Some people have the desire to quit smoking, stop drinking, dedicate more time for self-care, or to begin meditating, but the primary resolutions remain the same: eat healthy and exercise more often. The blank canvas that is the New Year gives people an opportunity to write the next chapter in their lives, but what are the best ways to ensure that this year’s resolutions actually stick?
People go hard in the paint during the first couple weeks and often burn themselves out, deterring them from sticking with the resolutions they wanted to fulfill. Start slow and set goals that are attainable. You don’t want to set the bar too low; rather, the goals should be challenging but not so far out of reach that they seem impossible. Finally, taking control of your health means that you need to put yourself first on occasion. It’s perfectly normal to be selfish about your health because that means that you are taking it seriously.

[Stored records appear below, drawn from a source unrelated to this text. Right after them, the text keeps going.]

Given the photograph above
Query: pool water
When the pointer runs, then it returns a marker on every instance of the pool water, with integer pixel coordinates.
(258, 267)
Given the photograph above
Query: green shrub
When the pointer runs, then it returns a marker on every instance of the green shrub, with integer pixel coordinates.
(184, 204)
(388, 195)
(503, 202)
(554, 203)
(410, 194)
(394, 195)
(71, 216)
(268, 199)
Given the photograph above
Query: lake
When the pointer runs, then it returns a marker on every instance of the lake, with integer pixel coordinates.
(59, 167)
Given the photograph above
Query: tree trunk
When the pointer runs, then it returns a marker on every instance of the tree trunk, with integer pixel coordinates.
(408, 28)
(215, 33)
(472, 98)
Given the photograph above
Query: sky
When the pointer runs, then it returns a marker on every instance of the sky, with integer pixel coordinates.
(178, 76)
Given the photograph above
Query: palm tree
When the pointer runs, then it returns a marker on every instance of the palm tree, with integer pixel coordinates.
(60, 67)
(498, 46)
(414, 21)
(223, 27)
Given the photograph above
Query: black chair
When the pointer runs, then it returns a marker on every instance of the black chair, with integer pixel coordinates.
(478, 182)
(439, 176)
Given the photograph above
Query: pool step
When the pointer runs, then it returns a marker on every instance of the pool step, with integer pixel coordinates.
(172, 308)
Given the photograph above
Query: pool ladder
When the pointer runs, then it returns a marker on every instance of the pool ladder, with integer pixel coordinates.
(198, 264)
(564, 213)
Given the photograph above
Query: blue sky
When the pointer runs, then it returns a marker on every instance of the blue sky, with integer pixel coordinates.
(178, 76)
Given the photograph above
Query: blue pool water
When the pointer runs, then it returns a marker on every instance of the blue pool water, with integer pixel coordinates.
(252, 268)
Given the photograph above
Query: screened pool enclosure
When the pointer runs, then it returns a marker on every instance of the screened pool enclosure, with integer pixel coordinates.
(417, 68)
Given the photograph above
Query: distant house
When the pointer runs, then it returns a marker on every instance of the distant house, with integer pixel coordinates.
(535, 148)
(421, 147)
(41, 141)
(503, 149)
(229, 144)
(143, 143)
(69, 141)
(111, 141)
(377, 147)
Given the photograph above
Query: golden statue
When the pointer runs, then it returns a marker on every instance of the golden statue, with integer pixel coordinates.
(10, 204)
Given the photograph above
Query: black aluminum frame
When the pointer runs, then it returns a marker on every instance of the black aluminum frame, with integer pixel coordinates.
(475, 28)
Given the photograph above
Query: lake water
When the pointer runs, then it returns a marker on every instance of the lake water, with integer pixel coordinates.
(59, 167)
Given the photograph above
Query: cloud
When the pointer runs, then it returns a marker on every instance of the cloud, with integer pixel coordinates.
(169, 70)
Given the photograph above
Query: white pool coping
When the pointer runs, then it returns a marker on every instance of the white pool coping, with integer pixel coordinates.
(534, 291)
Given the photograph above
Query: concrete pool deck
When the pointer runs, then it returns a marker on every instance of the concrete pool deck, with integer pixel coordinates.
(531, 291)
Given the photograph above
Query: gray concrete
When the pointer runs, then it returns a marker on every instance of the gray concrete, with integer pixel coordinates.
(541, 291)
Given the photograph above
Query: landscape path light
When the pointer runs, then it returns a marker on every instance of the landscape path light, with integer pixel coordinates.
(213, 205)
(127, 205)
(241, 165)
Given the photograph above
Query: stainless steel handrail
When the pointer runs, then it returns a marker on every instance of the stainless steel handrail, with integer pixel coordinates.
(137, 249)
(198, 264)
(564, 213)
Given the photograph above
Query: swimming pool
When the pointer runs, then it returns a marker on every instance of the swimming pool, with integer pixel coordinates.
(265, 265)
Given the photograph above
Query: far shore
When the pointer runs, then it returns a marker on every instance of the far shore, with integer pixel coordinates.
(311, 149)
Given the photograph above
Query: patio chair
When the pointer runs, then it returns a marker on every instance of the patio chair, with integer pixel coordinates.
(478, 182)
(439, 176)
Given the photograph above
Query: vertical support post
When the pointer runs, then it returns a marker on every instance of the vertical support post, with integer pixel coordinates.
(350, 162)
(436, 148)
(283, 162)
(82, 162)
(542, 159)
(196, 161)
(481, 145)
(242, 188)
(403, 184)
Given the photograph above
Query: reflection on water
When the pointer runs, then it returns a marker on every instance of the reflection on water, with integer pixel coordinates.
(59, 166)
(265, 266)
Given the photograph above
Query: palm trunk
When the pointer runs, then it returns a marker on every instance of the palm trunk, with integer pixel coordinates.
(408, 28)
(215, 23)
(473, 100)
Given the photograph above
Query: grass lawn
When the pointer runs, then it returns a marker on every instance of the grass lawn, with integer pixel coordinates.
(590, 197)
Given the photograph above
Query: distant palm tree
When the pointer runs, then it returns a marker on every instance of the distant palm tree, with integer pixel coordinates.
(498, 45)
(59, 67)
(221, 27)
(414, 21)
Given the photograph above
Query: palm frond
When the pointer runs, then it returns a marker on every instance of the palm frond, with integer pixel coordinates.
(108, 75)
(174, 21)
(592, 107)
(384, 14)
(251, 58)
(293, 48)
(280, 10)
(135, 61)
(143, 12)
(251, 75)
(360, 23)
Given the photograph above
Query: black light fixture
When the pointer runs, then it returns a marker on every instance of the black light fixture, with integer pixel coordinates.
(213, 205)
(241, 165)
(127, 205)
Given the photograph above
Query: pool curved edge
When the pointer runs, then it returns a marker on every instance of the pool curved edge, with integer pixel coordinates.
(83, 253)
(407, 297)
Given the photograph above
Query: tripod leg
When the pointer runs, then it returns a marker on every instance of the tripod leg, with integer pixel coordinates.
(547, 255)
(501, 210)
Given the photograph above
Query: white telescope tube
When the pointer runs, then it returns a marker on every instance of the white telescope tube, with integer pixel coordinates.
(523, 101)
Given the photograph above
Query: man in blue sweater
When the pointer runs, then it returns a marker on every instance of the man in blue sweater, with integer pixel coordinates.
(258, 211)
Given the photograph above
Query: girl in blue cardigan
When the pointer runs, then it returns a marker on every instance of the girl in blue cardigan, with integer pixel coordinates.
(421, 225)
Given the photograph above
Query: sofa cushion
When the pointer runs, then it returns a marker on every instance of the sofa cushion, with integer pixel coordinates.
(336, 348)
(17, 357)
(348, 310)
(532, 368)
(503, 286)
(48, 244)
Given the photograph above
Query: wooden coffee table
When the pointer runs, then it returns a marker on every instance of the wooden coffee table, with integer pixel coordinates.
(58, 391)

As you set sail toward your New Year’s resolutions, start small and build on what you accomplish. If your goal is to exercise more frequently, don’t make the unrealistic resolution to hit the gym seven days a week. Not only will this deter you from going to the gym, but it also doesn’t give you enough time to recover between workouts. Exercise for three days a week for an hour per workout to start, and then add more days when you want more of a challenge.
You can employ this tip starting now and utilize it throughout the year. It’s never a bad idea to plan, no matter what your resolution is. Statistically, only 8% of people stick to their resolutions, while the remaining 92% abandon them within the first month of the year. Write out your plan and experiment with variations of that plan to figure out which works best for you. If you want to eliminate meat, start out with Meatless Mondays before cutting meats and poultry out of your diet completely. Update your plan by researching plant-based recipes and eating at vegan restaurants to see what you can create with healthier foods.
Rest And Recovery:
Whether you are trying to become a fitness god, get a new job, finish a book, or maintain a consistent eating schedule, rest and recovery always factor into reaching your goals. Without proper rest, the body cannot properly recover, thereby decreasing energy levels, influencing poor eating habits, and increasing stress hormones. Aim to get seven or eight hours of sleep each night and mix in some sort of mindfulness practice, like meditation or yoga, once a week to help you reset.
Ask For Support:
You will undoubtedly encounter moments when you feel like giving up. You may not be able to summon the strength to write a page in your novel or head to the gym, but don’t stress out because of this. Accept that things don’t always go as planned, but the backup plan to this is to have a healthy support system. Be it a therapist, a group of friends, or a support group, talking to people about your strategies and goals can motivate you to get out of the slump you’re in. These people may also be able to help you identify weaknesses and point out areas in which you thrive, helping you to rethink your approach to slaying your resolutions.